Lake Havasu City's London Bridge
Lake Havasu City, Ariz. — As night falls, a group of tourists gather around a small building at the foot of the London Bridge.
These amateur ghost hunters listen intently as Gary Asbury, paranormal researcher and operator of the London Bridge Ghost Tours, talks about the darker history of the London Bridge and the spirits he says came with the granite span.

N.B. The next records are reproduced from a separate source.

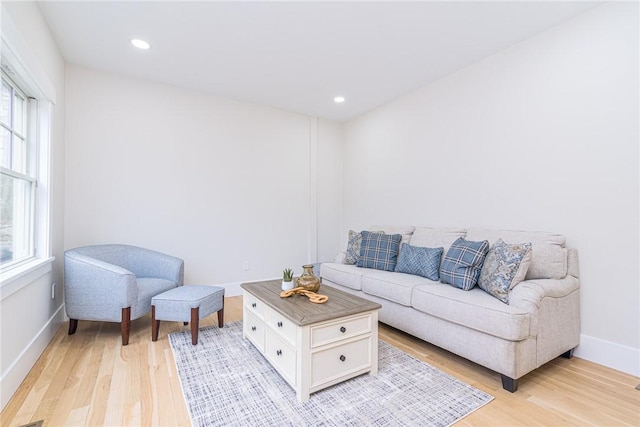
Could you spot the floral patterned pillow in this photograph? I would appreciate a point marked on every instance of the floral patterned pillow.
(504, 267)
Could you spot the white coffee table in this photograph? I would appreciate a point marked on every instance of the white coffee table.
(312, 346)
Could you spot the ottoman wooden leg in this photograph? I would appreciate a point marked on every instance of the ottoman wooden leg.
(73, 325)
(195, 320)
(221, 317)
(155, 324)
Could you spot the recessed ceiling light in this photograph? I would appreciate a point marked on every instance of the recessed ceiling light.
(140, 44)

Many people generally associate ghostly happenings with older regions containing more history. While Lake Havasu City is a relatively young community, founded along the lower Colorado River in Arizona in 1964 by chainsaw magnate Robert P. McCulloch, Asbury maintains that McCulloch got much more than just the granite stones when he purchased the bridge from the City of London. “There is a lot of residual energy that came with the bridge,” he said. “It residual energy; it’s not a haunting, spirit or visitation. It’s more like a piece of music on a loop Granite is the best storage mechanism on the planet for that energy,” he said.
It’s true that the London Bridge is steeped in history. Asbury’s tour tells of innumerable despondent Londoners who took their lives by jumping from the bridge into the River Thames.
The bridge also withstood the blitzkrieg attacks during World War II, and some of its stones still bear the marks from that war. It all adds up to an active paranormal site, according to Asbury.
“There were over 100,000 suicides off the bridge when it was in London, not to mention the bodies of executed criminals that were displayed on the bridge. There is a lot of history that came with it,” he said.
“We were doing EVPs about three nights ago and we got this voice by the McCulloch statue that said ‘What are you doing?’ Then another one said ‘I forgive you.’ We did another one by the door at the beginning of the tour where a kid asked ‘Is there anybody in there?’ and a voice on the recording said ‘Me,’ but there was no one in the building,” recounted Asbury.
Jan Kassies, the Visitor Services Director for the Lake Havasu City Convention and Visitors Bureau, and a skeptical tour taker himself, said he thoroughly enjoyed the tour. “I liked the tou and the history of the bridge and the way Gary told it,” he said. “He gave it a new dimension. Gary is a great story teller,” he said.
Tours depart from the Asbury’s store, “The Dungeon”, at 8:30 pm during the summer, 6:30 during the winter and 7:30 in the spring. More information can be found at www.sirgothic.com.